中国関係の新書を読んで

書店に平積みされていた新書の『テレビに映る中国の97%は嘘である』という、ちょっとショッキングなタイトルに惹かれて立ち読みし、結局、この新書を買ってしまった。
           
 なぜ買ってまで読みたくなったかというと、
 第2章に「中国一の金持ち村」というのがあったからだ。

◇かれこれ10数年前、中国河南省の「南街村」という、今でも毛沢東時代の人民公社社会主義統治で村を運営し、個人の所有地や通常の給料は存在せずに、食材は配給され、村民は同一の家具が備え付けられたアパートに暮らすなど、村民の平等を謳った村を訪れたことがある。
 先方も、日本という資本主義の体制の中で、ヤマギシの存在に興味を持って、村の幹部が何度か参観に来たりと、相互訪問しあって交流が続いていたが、ここ数年は交流が途絶えている。
 その「南街村」と交流している中で、同じ様な村が江蘇省にもあると聞いていたのが、この新書で取り上げられている『華西村』だ。
 一度、訪問してみないかとも誘われていたが、訪問する機会はなく、手元にパンフレットだけが残っている。
            


◇「南街村」はインスタントラーメンなど麺製品の村立企業で成功をした農村だが、「華西村」は鉄工業製品の村立企業で成功した農村だ。
 今の「南街村」情報が少ないので、現状は定かでないが、僕たちが訪問したときには、中国全土からバスを連ねて観光客が大勢訪れる有名な「村」だったが、この新書によると、今の「華西村」にも大勢の観光客が訪れ、328mの高層の「新農村ビル」と呼ぶ高級ホテルまである「中国でもっとも豊かな農村」と言われているという。
 読んでいて「南街村」との共通点も多々あることに気づく。
 強烈なカリスマ的リーダーのもとで村が運営されているということ。
 「ともに豊かに」「平等」を謳いながら、もともとの村民と、村の発展と共に増えた新村民、近隣の農村からの企業労働者との生活格差や、もともとの村民を主とした上下縦社会で運営されている実態。
 僕は「南街村」に2度訪問したのだけれど、そんな実態で運営されているのを知って「このまま発展繁栄が続くのだろうか。」と疑問を持った記憶があるが、この新書の著者も「華西村」に対して、同じ様な感想を抱いている。
 そんなことで、「南街村」訪問の時のことを思い出しながら、興味を持って読んだ。

◇それ以外に取り上げられている内容も、なかなか興味あるものだった。
 反日デモのこと、「ワイロ」や「偽物マオタイ酒」のこと、投資の対象になっているチベット仏画のこと、そして、毒ギョーザ事件の犯人を生んだ貧困農村の実態などなど、確かに掘り下げ不足のテレビ映像では、知ることができなかったことが書かれていた。

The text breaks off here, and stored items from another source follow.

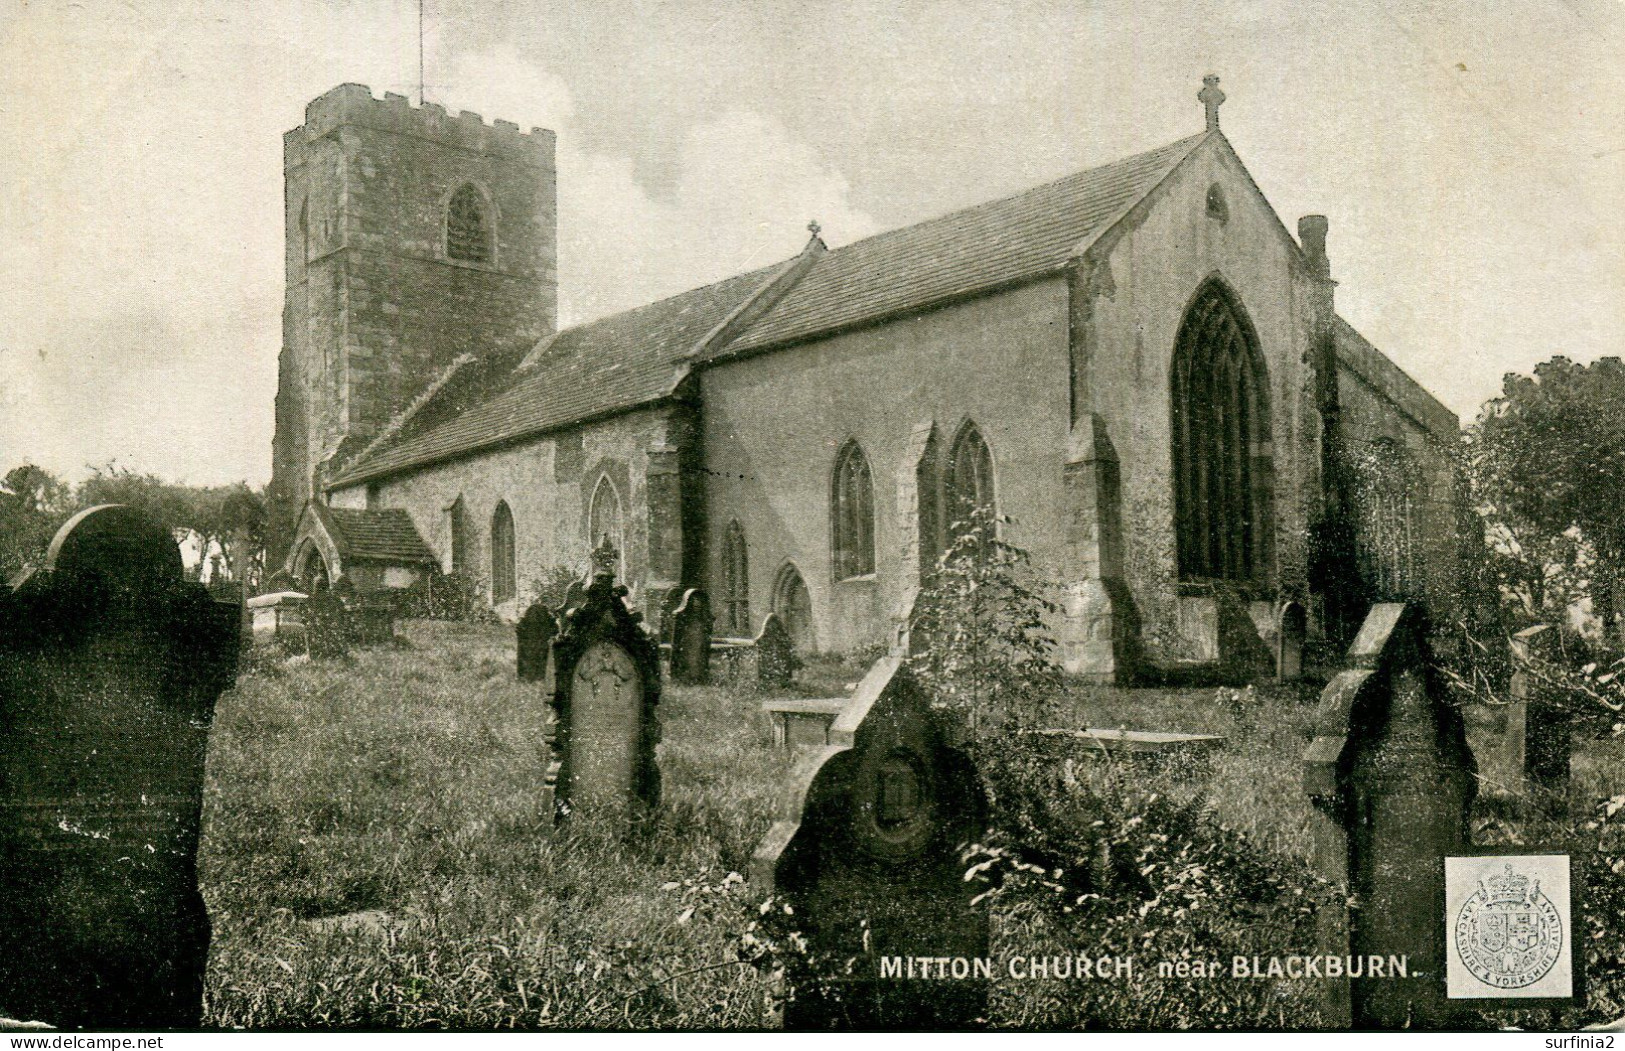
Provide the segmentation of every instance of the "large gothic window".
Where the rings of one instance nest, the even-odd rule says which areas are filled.
[[[514,562],[513,512],[506,500],[497,504],[491,516],[491,602],[508,602],[519,593]]]
[[[446,205],[446,256],[467,263],[491,260],[491,217],[485,198],[464,183]]]
[[[451,527],[451,571],[462,576],[468,572],[468,511],[461,496],[446,508],[446,518]]]
[[[723,627],[735,638],[751,634],[750,559],[745,550],[745,530],[738,522],[728,523],[722,541]]]
[[[1355,559],[1378,602],[1417,598],[1416,496],[1420,471],[1410,451],[1378,438],[1355,453]]]
[[[977,512],[993,511],[993,454],[974,423],[960,428],[948,452],[943,495],[953,536],[969,529]]]
[[[597,547],[608,537],[609,542],[615,546],[620,554],[622,564],[626,560],[626,536],[621,527],[621,494],[615,488],[615,483],[609,480],[608,475],[598,479],[598,485],[592,491],[592,504],[587,512],[587,543]]]
[[[875,489],[869,461],[858,443],[849,441],[835,458],[831,558],[835,579],[875,571]]]
[[[797,652],[811,653],[817,649],[817,639],[813,636],[812,595],[793,562],[781,566],[774,578],[773,613],[783,622],[790,644]]]
[[[1269,378],[1251,323],[1216,281],[1185,313],[1169,388],[1179,579],[1264,582],[1273,528]]]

◇「この南街村に、この中国に、どうしたらヤマギシズムの考えが根付くのだろうか」と思いながら中国を訪問し、知人友人もいるが、なかなか進展していない。
 親交が途絶えてしまった知人も何人もいる。
 民族的な意識の相違というか、建前と本音を使い分けることが常識的な人間関係に入り込めなかった微妙な感覚が、今も残っている。
 そんなことへの僕自身の力量不足というか、交流が進展しないことに対しての知人への後ろめたさに似た、少々、申し訳ないといった感情があるからか、中国情報の新刊が目に止まると、ついつい手にしてしまう。